Os curdos, outra força dinâmica no país, recuaram organizacionalmente com o recém-iniciado processo de paz. Embora expressem oficialmente sua oposição às prisões e aos administradores judiciais, na prática são cautelosos, tanto por causa dos extremistas de direita que participam dos protestos quanto por medo de atrapalhar o processo de paz.

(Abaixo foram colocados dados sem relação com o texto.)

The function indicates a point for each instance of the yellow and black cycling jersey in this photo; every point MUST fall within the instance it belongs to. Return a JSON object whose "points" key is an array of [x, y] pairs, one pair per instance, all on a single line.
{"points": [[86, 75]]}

O movimento operário permanece em silêncio diante do golpe político. Há lutas contra o desemprego, o aumento do custo de vida e a deterioração das condições de trabalho. Mas elas ainda não são generalizadas. O regime está impedindo o movimento operário de sair às ruas, às vezes por meio de acordos, às vezes pela força. Há locais de trabalho onde o regime obriga os patrões a chegar a um acordo com os trabalhadores. Os burocratas sindicais comprados também servem ao regime. Sindicatos em luta com alto potencial estão sob ameaça de prisão.
O regime está nervoso, apesar de sua força proveniente da burocracia de segurança. A economia piorou após a prisão de Imamoğlu. Com sua margem de manobra cada vez menor, ele se sente aliviado por ter o apoio dos imperialismos dos EUA, da UE e da Rússia, mas não está nítido se será capaz de obter seus ganhos na luta pela divisão da Ucrânia e da Síria. Pelo menos ele sonha em ganhar licitações para obras.
Como resultado, o regime entrou em um caminho irreversível e está pronto a fazer qualquer mal para manter o seu poder. A maioria do povo, especialmente os jovens, odeia-o. Isso torna o Palácio ainda mais agressivo. Mas isso não é suficiente para derrubá-lo. Uma onda de greves para acompanhar as ações dos jovens irá quebrar todas as coalizões no Palácio. Esta é a direção a seguir, o fogo está sendo aquecido nas zonas industriais. Mesmo que as férias de verão sejam a esperança de Erdogan, se os aumentos salariais esperados pelos trabalhadores não vierem em julho, uma onda de luta que abalará o palácio poderá surgir das bases.
O regime de Erdogan está balançando, mas não cairá facilmente. O movimento de massas precisa de uma luta paciente e persistente. Precisa de uma direção política unida e baseada na classe e de um programa de ação independente do CHP. É necessário centrar as discussões e as lutas na construção desta alternativa.